Praktische Informationen
- Vorbereitungszeit: 30 Minuten
- Koch-/Backzeit: 1,5–2 Stunden (bei niedriger Hitze) oder 2–2,5 Stunden im Ofen bei 160 °C
- Ruhezeit: Keine
- Personenanzahl: 4–6
Zutaten
- 1 kg Rindfleisch (Schulter oder Wade), in ca. 2–3 cm Würfel geschnitten
- 3 EL Pflanzenöl oder Schmalz
- 3 große Zwiebeln (ca. 500 g), fein gehackt
- 2 Knoblauchzehen, fein gehackt
- 2 EL Tomatenmark
- 2 EL edelsüßes Paprikapulver
- 1 TL scharfes Paprikapulver (optional)
- 1 TL Kümmel (ganz) oder gemahlen
- 2 Lorbeerblätter
- 150 ml trockener Rotwein (oder 150 ml zusätzl. Brühe)
- 400 ml Rinderbrühe
- 2 EL Mehl oder 1–2 EL Speisestärke (zum Binden)
- 1 TL Zucker (zum Abrunden)
- Salz und frisch gemahlener schwarzer Pfeffer nach Geschmack
- 2 EL Butter (optional, für Glanz und Geschmack)
- Frisch gehackte Petersilie zum Bestreuen
- Sauerrahm oder Schmand zum Servieren (optional)
Zubereitung
- Fleisch trocken tupfen und mit Salz und Pfeffer würzen. Öl oder Schmalz in einem schweren Topf (Gusseisen ideal) stark erhitzen.
- Das Fleisch portionsweise bei hoher Hitze rundherum kräftig anbraten (je Portion 4–6 Minuten), damit sich Röstaromen bilden. Fleisch herausnehmen und beiseitestellen.
- Zwiebeln im verbleibenden Fett bei mittlerer Hitze unter gelegentlichem Rühren goldbraun und weich schmoren (ca. 10–12 Minuten). Gegebenenfalls noch etwas Öl zugeben.
- Knoblauch kurz mitbraten (30–60 Sekunden), dann Topf vom Herd nehmen und das Paprikapulver einrühren (so verbrennt das Paprika nicht und bleibt aromatisch).
- Tomatenmark zugeben und 1–2 Minuten mitrösten, dann mit Rotwein ablöschen und kurz einkochen lassen (2–3 Minuten), um die Säure zu reduzieren.
- Fleisch zusammen mit dem ausgetretenen Fleischsaft zurück in den Topf geben. Rinderbrühe angießen, Kümmel und Lorbeerblätter zugeben sowie den Zucker einrühren.
- Aufkochen, dann die Hitze so reduzieren, dass ein leises Simmern erhalten bleibt. Zugedeckt 1,5–2 Stunden schmoren lassen, bis das Fleisch sehr zart ist (bei Bedarf Flüssigkeit ergänzen).
- Ist das Gulasch zu dünn, Mehl mit etwas kaltem Wasser glatt rühren (Mehlschwitze oder Stärkesauce) und unter Rühren ins köchelnde Gulasch geben, weitere 10–15 Minuten köcheln, bis die Sauce eindickt.
- Zum Schluss Butter einrühren, mit Salz und Pfeffer abschmecken und Lorbeerblätter entfernen.
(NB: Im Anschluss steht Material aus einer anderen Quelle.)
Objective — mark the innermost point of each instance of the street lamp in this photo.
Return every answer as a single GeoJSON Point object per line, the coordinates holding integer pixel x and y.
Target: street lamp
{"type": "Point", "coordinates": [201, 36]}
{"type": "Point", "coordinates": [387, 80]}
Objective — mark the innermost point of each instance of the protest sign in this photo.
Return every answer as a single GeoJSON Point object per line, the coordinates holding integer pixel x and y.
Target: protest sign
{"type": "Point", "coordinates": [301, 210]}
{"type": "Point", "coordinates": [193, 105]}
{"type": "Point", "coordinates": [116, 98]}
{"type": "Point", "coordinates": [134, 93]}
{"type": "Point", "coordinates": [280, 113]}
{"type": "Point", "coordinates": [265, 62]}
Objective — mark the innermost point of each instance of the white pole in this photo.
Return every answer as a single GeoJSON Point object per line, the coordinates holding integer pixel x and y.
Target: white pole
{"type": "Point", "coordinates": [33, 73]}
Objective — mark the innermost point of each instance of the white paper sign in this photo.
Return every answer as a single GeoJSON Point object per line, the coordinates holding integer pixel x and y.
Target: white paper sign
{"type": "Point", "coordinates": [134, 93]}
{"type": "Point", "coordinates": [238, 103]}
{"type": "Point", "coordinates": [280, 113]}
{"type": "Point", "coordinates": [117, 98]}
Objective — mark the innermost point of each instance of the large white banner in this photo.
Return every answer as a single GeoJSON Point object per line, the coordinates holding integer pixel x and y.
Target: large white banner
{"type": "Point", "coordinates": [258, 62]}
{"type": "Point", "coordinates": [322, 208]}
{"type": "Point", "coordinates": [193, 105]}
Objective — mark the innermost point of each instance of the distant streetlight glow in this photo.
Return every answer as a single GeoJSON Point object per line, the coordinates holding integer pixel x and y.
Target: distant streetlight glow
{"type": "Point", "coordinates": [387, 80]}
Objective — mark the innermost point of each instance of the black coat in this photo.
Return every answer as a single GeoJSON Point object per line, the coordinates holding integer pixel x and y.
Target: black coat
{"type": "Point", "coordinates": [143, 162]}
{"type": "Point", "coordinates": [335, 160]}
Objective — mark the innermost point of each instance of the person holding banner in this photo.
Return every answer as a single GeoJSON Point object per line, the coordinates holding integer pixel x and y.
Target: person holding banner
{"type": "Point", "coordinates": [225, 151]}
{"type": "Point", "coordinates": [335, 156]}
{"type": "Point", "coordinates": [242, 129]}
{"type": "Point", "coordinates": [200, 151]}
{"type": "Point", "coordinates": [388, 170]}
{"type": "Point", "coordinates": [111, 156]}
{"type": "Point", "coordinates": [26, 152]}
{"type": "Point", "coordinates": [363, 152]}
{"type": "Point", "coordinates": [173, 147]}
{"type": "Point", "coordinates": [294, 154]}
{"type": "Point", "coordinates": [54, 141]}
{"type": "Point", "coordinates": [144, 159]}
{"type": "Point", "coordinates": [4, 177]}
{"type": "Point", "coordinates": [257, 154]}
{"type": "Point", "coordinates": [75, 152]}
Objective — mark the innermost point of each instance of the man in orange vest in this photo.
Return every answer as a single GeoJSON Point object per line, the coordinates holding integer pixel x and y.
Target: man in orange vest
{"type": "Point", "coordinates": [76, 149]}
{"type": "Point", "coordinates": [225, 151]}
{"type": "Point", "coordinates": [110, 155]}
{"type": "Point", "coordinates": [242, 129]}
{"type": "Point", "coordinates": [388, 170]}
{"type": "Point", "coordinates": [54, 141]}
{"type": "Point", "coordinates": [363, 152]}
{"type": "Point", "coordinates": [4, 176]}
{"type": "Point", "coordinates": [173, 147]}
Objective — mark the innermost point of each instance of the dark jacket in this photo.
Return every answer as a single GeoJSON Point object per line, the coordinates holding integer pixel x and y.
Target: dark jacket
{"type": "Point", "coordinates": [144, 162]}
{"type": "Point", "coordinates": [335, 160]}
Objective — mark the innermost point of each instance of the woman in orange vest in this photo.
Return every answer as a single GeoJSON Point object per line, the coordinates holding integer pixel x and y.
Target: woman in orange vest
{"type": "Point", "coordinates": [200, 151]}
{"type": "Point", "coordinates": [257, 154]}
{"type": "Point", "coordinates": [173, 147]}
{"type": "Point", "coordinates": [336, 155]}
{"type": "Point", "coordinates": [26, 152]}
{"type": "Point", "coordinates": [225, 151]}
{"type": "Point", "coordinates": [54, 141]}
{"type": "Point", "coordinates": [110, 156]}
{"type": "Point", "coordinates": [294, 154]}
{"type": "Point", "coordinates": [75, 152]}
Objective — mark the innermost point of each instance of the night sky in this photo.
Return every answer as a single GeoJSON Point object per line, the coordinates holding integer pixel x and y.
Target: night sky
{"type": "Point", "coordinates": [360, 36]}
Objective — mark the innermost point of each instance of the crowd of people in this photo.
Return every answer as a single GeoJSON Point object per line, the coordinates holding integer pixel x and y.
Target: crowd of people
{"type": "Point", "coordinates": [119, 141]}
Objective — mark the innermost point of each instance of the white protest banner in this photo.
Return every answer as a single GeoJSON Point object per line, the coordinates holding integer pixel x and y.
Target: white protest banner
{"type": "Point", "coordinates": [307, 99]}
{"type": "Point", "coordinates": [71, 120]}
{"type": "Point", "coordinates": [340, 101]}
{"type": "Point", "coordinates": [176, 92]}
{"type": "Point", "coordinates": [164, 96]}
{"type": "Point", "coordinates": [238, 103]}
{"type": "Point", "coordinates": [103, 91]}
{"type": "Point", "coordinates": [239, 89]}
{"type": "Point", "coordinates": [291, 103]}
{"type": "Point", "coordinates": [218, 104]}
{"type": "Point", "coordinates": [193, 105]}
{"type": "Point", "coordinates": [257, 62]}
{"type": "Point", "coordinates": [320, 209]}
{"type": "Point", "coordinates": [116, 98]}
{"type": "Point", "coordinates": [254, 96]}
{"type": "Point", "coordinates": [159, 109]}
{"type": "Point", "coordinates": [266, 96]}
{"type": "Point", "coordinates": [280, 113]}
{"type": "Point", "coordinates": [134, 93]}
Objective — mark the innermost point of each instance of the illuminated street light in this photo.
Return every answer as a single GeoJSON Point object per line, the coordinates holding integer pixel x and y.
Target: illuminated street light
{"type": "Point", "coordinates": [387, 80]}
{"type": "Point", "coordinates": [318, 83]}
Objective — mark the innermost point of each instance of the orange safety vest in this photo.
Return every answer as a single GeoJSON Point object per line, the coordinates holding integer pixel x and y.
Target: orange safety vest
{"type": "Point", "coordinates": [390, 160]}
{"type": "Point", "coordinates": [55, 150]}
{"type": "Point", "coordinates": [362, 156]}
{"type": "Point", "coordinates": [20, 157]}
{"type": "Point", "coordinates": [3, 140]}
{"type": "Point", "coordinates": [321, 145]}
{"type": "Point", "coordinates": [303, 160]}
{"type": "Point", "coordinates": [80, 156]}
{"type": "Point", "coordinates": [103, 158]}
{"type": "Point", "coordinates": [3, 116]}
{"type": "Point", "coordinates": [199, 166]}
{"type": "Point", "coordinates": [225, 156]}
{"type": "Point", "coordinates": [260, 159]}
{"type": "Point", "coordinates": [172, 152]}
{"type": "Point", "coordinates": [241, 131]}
Mit Petersilie bestreuen und nach Wunsch mit einem Löffel Sauerrahm servieren.
Tipps
- Immer in Chargen anbraten: Zu viel Fleisch auf einmal dämpft statt zu bräunen und die Sauce wird weniger aromatisch.
- Langes, langsames Schmoren macht das Fleisch wunderbar zart; lieber niedriger Temperatur und länger als zu hoch und kurz.
- Paprikapulver nur kurz außerhalb der Hitze rösten, sonst wird es bitter. Tomatenmark kurz mitrosten, das verstärkt die Aromen.
- Reste am nächsten Tag oft noch besser: Aromen entwickeln sich weiter. Im Kühlschrank 2–3 Tage haltbar, eingefroren ca. 3 Monate.
- Zum Andicken lieber wenig Stärke nehmen und gut lösen, als zu viel Mehl, damit die Sauce nicht klumpig wird.
- Beim Abschmecken nach dem Schmoren zuerst Salz, dann bei Bedarf etwas Säure (z. B. ein Spritzer Essig) oder eine Prise Zucker hinzufügen.
Varianten
- Mit geräuchertem Paprikapulver und Speck: für eine rauchige Note und kräftigeren Geschmack.
- Mit Wurzelgemüse (Möhren, Pastinaken) im Schmortopf ergänzt, ergibt ein vollwertiges Eintopfgericht.
- Leichtere Variante: weniger Fett, statt Rotwein mehr Brühe und zum Schluss etwas Zitronensaft für Frische.
- Slow-Cooker-Version: Nach dem Anbraten alle Zutaten in den Slow Cooker geben und 6–8 Stunden auf niedriger Stufe garen.
- Bier-Gulasch: Rotwein durch ein dunkles Bier ersetzen für eine malzige Tiefe.
- Ungarische Tradition: mehr Kümmel und Majoran verwenden und mit saurer Sahne servieren.